Si vous m’aviez interrogé il y a quinze ans sur la capacité de production des éoliennes, je n’aurais jamais pu prédire les résultats que nous obtenons aujourd’hui, notamment en termes de production par éolienne. En revanche, nous parvenons à certaines limites naturelles. Il ne faut pas s’attendre à un tel bond en avant dans les quinze prochaines années. Cela est dû par exemple à la taille des pales que nous atteindrons d’ici peu, avec des envergures jusqu’à 175 m de diamètre, donc une longueur de pale de 87 m. Il y a encore possiblement des progrès à réaliser sur le design des pales, mais le gain d’efficience sera moins grand. Là où l’évolution est forte, c’est sur la réduction du bruit des infrastructures par exemple. Évidemment, l’intelligence artificielle nous permet aussi de grandes avancées. En 2024, une de nos éoliennes sera équipée d’un système de détection des oiseaux. Ainsi, elle sera capable de s’arrêter elle-même si elle détecte des oiseaux qui volent dans les parages. Notre objectif est toujours de minimiser tout risque d’impact de l’implantation d’éoliennes sur la faune aérienne.

 

Au regard des enjeux liés à la mobilité électrique, vous considérez-vous comme un acteur incontournable de la transition énergétique ?

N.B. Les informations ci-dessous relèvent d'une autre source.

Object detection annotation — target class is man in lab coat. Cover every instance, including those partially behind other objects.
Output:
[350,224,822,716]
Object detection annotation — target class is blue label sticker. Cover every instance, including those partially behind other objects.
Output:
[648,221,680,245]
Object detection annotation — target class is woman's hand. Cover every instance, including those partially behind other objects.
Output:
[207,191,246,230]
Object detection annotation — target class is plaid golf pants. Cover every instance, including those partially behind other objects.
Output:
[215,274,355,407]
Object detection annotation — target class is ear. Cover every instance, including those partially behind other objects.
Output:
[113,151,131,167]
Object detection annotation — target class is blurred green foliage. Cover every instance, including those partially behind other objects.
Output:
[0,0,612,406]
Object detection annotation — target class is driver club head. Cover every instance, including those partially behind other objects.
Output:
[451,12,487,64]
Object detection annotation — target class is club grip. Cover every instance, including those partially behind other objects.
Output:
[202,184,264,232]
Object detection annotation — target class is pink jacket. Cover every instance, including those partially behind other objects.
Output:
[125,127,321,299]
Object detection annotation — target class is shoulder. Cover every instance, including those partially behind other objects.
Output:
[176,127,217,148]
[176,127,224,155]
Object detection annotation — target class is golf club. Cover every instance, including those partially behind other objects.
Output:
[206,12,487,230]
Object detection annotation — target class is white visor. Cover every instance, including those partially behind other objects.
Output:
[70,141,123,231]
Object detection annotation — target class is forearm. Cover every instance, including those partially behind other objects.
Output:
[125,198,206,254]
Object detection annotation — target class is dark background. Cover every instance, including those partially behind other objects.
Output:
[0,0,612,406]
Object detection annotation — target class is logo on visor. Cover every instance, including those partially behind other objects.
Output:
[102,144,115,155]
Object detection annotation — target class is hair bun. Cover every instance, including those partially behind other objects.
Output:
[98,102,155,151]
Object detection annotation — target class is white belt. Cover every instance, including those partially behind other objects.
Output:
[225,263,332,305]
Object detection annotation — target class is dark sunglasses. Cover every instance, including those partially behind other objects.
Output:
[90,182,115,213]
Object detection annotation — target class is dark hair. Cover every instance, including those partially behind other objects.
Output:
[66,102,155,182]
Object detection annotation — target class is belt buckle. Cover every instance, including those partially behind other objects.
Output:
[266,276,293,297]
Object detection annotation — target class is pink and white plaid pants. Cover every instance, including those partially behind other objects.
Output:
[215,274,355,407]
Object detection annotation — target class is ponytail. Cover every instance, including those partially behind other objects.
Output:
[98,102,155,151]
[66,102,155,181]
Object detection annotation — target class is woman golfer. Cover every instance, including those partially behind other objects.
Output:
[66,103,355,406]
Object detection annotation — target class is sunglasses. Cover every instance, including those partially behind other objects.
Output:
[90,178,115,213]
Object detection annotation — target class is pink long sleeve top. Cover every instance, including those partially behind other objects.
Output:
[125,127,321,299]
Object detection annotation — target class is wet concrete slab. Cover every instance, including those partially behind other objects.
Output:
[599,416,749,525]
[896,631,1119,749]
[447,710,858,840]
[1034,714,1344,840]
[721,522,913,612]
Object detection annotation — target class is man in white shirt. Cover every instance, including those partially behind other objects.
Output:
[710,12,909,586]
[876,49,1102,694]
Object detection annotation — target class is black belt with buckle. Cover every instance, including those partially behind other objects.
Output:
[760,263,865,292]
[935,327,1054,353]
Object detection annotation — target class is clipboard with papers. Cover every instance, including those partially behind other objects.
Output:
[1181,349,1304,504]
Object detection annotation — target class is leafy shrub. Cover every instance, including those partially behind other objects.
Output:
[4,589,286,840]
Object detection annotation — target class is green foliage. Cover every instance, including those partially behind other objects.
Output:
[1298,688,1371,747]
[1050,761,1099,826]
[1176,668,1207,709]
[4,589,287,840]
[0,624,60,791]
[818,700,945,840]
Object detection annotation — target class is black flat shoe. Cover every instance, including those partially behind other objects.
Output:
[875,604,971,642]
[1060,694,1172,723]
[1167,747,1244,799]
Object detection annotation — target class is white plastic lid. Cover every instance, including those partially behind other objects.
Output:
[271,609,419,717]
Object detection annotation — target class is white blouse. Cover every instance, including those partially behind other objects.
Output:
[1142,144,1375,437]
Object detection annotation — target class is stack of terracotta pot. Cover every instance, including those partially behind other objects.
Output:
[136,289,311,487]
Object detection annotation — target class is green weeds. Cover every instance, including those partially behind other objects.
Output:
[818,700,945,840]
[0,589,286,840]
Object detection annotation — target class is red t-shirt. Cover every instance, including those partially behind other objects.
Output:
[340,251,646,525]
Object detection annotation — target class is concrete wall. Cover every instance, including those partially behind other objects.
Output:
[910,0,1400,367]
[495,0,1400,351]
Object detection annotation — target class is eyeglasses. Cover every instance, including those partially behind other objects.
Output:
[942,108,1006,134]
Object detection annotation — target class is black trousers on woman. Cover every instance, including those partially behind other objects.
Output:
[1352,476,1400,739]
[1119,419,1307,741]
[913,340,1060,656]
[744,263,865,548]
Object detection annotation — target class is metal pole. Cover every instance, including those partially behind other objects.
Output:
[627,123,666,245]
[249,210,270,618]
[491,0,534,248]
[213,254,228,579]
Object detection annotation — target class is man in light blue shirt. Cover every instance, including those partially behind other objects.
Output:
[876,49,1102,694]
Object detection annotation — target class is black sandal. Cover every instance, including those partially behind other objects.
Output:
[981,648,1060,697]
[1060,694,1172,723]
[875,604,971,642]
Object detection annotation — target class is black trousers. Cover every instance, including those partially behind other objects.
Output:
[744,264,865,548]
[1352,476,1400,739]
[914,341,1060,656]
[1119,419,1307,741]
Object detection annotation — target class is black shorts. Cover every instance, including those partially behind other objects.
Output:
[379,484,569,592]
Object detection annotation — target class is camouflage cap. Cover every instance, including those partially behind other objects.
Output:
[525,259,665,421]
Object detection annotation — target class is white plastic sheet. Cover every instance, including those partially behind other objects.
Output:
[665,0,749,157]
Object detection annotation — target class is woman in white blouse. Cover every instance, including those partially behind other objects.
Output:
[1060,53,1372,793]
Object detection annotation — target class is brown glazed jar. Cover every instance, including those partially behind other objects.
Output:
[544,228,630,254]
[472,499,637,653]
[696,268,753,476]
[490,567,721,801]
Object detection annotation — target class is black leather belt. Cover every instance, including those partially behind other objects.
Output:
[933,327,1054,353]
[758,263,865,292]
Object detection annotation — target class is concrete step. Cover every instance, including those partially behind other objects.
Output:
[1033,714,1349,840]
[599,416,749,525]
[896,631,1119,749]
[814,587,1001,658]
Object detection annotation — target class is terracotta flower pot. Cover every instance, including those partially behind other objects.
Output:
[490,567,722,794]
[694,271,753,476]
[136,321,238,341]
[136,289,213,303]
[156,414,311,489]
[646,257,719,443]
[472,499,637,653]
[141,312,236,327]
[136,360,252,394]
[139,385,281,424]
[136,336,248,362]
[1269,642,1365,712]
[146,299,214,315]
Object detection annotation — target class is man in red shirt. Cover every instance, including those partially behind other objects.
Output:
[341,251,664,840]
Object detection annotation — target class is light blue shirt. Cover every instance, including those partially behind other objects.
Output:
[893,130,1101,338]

Effectivement, si l’on regarde les objectifs liés à la mobilité durable qu’a fixé le gouvernement, et l’essor actuel des véhicules électriques, nous sommes investis au premier plan dans l’approvisionnement en électricité renouvelable produite au Luxembourg. Il faudra bien alimenter les bornes de recharge qui émaillent de plus en plus le pays. L’éolien est un élément important bien sûr, mais aussi le photovoltaïque qui connaît un boom. Si l’on regarde les chiffres, la production d’énergies renouvelables au Luxembourg, cette dernière couvre depuis 2021 la consommation privée du pays, donc celle des ménages.

 

Le Grand-Duché dispose-t-il des ressources humaines pour assurer le développement de ces technologies ?

Il n’est pas toujours facile de trouver des ingénieurs et techniciens ayant toutes les compétences nécessaires. Mais nous avons tout ce qu’il faut pour les attirer à nos côtés, à commencer par une mission d’intérêt public, celle d’assurer la transition et donc l’avenir énergétique de nos sociétés. Nos collaborateurs s’identifient fortement à cette mission tout comme aux valeurs de Soler, et nous sont très fidèles. De notre côté, nous les formons en continu afin qu’ils puissent exercer leur métier dans les meilleures conditions.

 

Demain, quelles perspectives pour l’entreprise ?

Nous sommes très à l’écoute des mesures qui seront prises par le nouveau gouvernement. Nous espérons que ses décisions permettront d’accélérer les procédures de mise en place et tout en nous permettant d’en augmenter encore la transparence. Et nous souhaitons par exemple poursuivre comme thèmes d’avenir la production d’énergie éolienne dans le cadre de zones d’activités économiques ou industrielles ou encore le stockage d’énergies renouvelables. En bref, il existe encore un potentiel de développement.